音が近い。
舐められてる音が…。
「か、ける…っ!」
「紬ちゃん、かぁわいい」
コンコン、
ドアを叩く音がした。
「紬?そろそろ寝ないと駄目よー?」
ママの声がする。
時計の針は21時半。
30分も夜更かししてしまったようだ。
「っっ…かけ、る…!」
「叔母さん呼んでるよ?お話しないと入ってきちゃうよ?」
翔の息遣いがすぐそこにある。
「つむぎー?」
ガチャ…、
「ッ、い、今着替えてるの…!」
開きかけたドアが止まった。
「あら…ママが手伝おうか?」
「だ、いじょぶ…もう寝るだけだか……、」
チュッ、
「んっ…!」
甘噛みされた耳たぶに意図せず声が漏れた。
慌てて口を閉じる。

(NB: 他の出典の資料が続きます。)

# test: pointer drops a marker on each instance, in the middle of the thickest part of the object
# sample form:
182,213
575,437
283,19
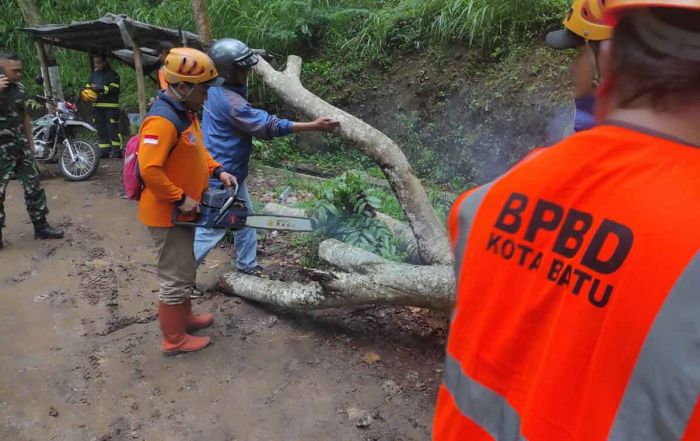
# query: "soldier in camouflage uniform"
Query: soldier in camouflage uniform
17,147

外に居るママには聞こえなかったみたい。
「翔くんは?もう帰っちゃったのかしら?」
隣に……、
「いないって言って?」
「ッ…かえ、った…よ」
どうして言う事聞いてるんだろう。
ママに嘘付くなんて…バレたら怒られるのに。
「あら残念だわー。ママも新曲聞きたかったのに…でもそうね。次会う時にはもうテレビで見れるわね」
「う…んっ…!」
っ、音立てないで。
ゾワゾワするから…!
「紬?暖かくして寝るのよ?風邪ひかないようにね?」
「ふぁ……いっ、」
ママは最後に「おやすみ」と言ってからドアを閉めた。